Two years ago, when large Chinese technological companies like Baidu and Alibaba pursued the progress of Silicon Valley in artificial intelligence with splashing announcements and new chatbots, Deepseek adopted a different approach. He focused on research.
The strategy has borne fruit.
The Chinese start-up rocked the world of technology with its assertion that it created a powerful AI model which was much cheaper to build than the offers of its best funded American rivals.
In the rivalry between China and the United States on the domination of artificial intelligence, Deepseek seemed to come out of nowhere. In fact, he has skyrocketed in the world of Chinese technology in recent years with a path that was anything but conventional.

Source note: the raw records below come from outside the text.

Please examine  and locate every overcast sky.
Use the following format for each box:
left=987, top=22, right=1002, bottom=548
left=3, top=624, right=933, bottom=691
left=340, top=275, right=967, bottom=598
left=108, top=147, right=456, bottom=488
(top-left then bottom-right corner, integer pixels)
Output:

Its mission to continue research reflects that of companies like Openai, the Silicon Valley company which marked an American signature on AI in the fall of 2022. But the similarities stopped there mainly.
The origins of Deepseek are in finance, not technology for technology. His parent company, a Chinese hedge fund called High-Flyer, began not as a laboratory dedicated to the safeguard of AI humanity as open AI, but as a company using AI to make bets on the Chinese stock market.
High-Flyer had prospered by capitalizing on a market dominated by Chinese retail investors, who are known to jump and get out of impulsive actions. In 2021, High Flyer found himself under pressure by regulatory repression in China on speculative trade, which, according to the Beijing authorities, was in contradiction with their attempts to keep the calm markets.